« Peut-on toujours faire mieux ? Peut-on encore s’émerveiller ? Indéniablement. » Par ces mots, Laurent Perves, CEO de Vacheron Constantin, a parfaitement saisi l’esprit de la plus ancienne manufacture horlogère au monde, qui, à 270 ans, refuse de se reposer sur ses acquis. Fondée à Genève en 1755, Vacheron Constantin est reconnue comme une Maison qui a toujours repoussé les limites. Avec La Quête du Temps, ces frontières de l’horlogerie technique et artistique sont allègrement dépassées, visibles aujourd’hui au Louvre à Paris. « La fierté et l’émotion que nous ressentons à chaque nouveau projet naissent de cette liberté et de cette passion de créer, nourries par la quête d’excellence et d’innovation », a déclaré Laurent Perves lors de la présentation.
La Quête du Temps est tout simplement l’aboutissement ultime de la marque : une horloge astronomique et automate extraordinaire, dotée de 23 complications horlogères et d’un total vertigineux de 6 293 composants, deux instruments de musique et un automate.
Fruit de plus de sept années de travail, cette création – au sens littéral du terme – monumentale, est le résultat d’une collaboration inédite entre les maîtres horlogers de Vacheron Constantin, l’automatier François Junod, des scientifiques genevois et des artistes décorateurs. À la fois instrument astronomique et sculpture cinétique, La Quête du Temps saisit les cycles du cosmos avec la poésie des métiers d’art traditionnels, tout en incarnant la quête perpétuelle d’innovation de la Maison. Pour accompagner cette œuvre unique, Vacheron Constantin présente la montre Métiers d’Art Tribute to The Quest of Time, une pièce de poignet en série limitée mais à résonance universelle.
Avec son cadran éthéré qui transpose visiblement la grandeur poétique de La Quête du Temps dans un boîtier de 43 mm en or blanc 18 carats, cette montre est éditée à seulement 20 exemplaires. Le théâtre visible sous le verre saphir rend les dimensions du boîtier — 13,58 mm d’épaisseur — totalement secondaires : il s’agit ici de bien plus que de mesurer le temps. Cette pièce est intimement liée à l’œuvre exposée au Louvre, traduisant la complexité céleste dans un chef-d’œuvre à porter au poignet. Conçue au sein des Cabinotiers, sanctuaire discret de la haute maîtrise chez Vacheron, cette création contient plus de richesses qu’un seul article ne saurait décrire.
Un nouveau calibre maison, le 3670, présente des indications rétrogrades, des motifs célestes inspirés du ciel de Genève en 1755, et une richesse artistique reflétant les siècles de savoir-faire de la Maison. Le cadran, d’un bleu profond, évoque immédiatement l’horloge astronomique, incluant une version miniature de son personnage masculin automate, indiquant l’heure – une fonction presque secondaire ici. Pourtant, la figurine en titane, traitée en PVD or, offre une lisibilité spectaculaire en pointant une arche de chiffres romains en rétrograde entre 7h et 11h. Fidèle au niveau d’exécution des Cabinotiers, cette sculpture miniature est sablée puis patinée à la main après le traitement PVD, accentuant son caractère sculptural. Son bras gauche indique les minutes, selon une même logique rétrograde, avec des chiffres arabes entre 1h et 5h – un lien surprenant entre les origines du XVIIIe siècle de la Maison et une typographie plus contemporaine, tous deux gravés en relief sur des rails en or blanc opalin.

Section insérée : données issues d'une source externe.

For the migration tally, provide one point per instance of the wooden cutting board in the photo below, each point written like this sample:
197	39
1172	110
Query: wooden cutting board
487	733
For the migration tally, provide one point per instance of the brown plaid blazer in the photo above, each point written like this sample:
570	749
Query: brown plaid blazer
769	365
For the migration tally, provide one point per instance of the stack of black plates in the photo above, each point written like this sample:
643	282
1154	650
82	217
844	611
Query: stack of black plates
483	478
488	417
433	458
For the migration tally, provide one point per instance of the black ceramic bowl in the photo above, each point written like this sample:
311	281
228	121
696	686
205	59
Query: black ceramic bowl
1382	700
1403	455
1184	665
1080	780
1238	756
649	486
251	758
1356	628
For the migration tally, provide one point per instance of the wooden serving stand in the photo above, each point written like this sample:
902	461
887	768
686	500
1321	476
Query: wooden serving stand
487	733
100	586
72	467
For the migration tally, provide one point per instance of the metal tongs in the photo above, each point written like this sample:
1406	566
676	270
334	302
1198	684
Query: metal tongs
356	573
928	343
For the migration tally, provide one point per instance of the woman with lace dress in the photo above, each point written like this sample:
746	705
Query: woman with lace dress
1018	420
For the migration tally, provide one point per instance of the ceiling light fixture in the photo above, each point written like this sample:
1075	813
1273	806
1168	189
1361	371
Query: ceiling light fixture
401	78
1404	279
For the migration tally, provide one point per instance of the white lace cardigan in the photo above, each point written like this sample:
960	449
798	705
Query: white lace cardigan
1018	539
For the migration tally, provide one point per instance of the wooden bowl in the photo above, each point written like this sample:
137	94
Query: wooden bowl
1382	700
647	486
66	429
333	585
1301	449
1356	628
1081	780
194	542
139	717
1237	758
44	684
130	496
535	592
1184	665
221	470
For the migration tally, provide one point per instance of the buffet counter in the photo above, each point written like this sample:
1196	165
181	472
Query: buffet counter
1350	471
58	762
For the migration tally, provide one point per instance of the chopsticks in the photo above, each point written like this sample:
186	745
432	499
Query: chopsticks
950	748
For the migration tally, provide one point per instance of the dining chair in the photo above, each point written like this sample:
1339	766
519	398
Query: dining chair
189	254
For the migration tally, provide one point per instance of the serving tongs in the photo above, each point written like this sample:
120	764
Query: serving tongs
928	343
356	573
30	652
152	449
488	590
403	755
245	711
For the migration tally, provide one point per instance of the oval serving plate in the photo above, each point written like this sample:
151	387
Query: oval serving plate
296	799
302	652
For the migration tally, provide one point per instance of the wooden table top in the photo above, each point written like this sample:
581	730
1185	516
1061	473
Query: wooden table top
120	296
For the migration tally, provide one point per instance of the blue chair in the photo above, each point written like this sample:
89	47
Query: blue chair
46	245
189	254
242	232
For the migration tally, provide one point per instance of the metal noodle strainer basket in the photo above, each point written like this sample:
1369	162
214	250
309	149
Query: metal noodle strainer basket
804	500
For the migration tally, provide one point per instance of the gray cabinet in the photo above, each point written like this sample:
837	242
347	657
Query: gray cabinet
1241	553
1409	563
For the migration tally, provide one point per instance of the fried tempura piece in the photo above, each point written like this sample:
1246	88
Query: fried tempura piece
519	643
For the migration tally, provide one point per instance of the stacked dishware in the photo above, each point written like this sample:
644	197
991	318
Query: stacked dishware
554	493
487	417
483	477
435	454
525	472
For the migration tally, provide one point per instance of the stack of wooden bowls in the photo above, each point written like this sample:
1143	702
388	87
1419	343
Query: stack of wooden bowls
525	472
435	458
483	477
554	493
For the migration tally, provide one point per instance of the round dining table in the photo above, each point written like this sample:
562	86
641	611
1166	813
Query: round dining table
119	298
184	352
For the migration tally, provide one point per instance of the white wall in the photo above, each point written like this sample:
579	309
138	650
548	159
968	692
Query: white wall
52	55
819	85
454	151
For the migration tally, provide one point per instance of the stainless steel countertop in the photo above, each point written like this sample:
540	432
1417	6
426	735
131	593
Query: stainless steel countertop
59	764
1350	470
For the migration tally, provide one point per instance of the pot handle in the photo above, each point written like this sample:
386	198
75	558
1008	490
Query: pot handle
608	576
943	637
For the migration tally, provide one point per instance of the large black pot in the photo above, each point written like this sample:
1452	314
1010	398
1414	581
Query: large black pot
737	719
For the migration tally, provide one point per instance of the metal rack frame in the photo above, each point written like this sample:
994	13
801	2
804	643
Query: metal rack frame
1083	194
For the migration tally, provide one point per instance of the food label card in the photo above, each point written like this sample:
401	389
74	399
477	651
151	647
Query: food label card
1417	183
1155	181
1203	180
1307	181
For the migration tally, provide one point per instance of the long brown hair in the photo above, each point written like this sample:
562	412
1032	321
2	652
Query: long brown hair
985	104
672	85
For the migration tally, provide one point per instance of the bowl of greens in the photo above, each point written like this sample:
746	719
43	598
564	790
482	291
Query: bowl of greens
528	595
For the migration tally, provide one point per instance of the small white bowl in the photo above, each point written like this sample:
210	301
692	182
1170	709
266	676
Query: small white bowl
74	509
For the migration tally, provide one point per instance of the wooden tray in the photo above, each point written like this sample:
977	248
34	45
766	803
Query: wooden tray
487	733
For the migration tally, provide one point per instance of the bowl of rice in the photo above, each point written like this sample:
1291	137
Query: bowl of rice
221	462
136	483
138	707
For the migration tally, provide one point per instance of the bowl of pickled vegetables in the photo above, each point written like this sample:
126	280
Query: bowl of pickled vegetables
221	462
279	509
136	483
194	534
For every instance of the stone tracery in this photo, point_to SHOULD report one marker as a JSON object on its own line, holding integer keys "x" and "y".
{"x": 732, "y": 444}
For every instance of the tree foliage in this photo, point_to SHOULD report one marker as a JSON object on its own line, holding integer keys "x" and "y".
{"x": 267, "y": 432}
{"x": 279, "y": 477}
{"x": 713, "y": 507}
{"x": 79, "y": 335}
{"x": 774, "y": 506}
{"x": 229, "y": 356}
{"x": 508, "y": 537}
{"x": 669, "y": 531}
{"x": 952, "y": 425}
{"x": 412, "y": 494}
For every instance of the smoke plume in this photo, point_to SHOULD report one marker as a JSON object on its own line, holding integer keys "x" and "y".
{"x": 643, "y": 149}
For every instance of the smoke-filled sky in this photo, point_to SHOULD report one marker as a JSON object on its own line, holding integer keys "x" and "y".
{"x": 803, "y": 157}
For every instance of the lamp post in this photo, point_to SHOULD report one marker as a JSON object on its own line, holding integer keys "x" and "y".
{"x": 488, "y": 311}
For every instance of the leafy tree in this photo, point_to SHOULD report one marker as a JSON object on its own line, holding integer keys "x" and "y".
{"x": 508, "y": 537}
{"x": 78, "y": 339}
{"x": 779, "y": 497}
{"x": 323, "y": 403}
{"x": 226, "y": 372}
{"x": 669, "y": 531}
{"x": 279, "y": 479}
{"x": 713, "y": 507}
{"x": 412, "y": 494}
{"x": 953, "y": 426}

Le double cadran en saphir, avec son effet fumé profond, transporte instantanément l’imaginaire dans la nuit céleste, tout en laissant entrevoir le mouvement haute fréquence de 36 000 alternances/heure, un véritable exploit technique offrant une réserve de marche impressionnante de 144 heures. Ce qui l’est encore plus, c’est l’énergie nécessaire au fonctionnement du cadran tridimensionnel et poétique : phase de lune de précision, carte céleste, jour sidéral, et double réserve de marche rétrograde. En associant une création horlogère monumentale à une interprétation raffinée au poignet, Vacheron Constantin prouve que ses 270 ans d’histoire ne sont pas un chapitre clos, mais bien le récit en constante évolution d’un art vivant. Et cette Maison continue de redéfinir ce que le temps peut signifier.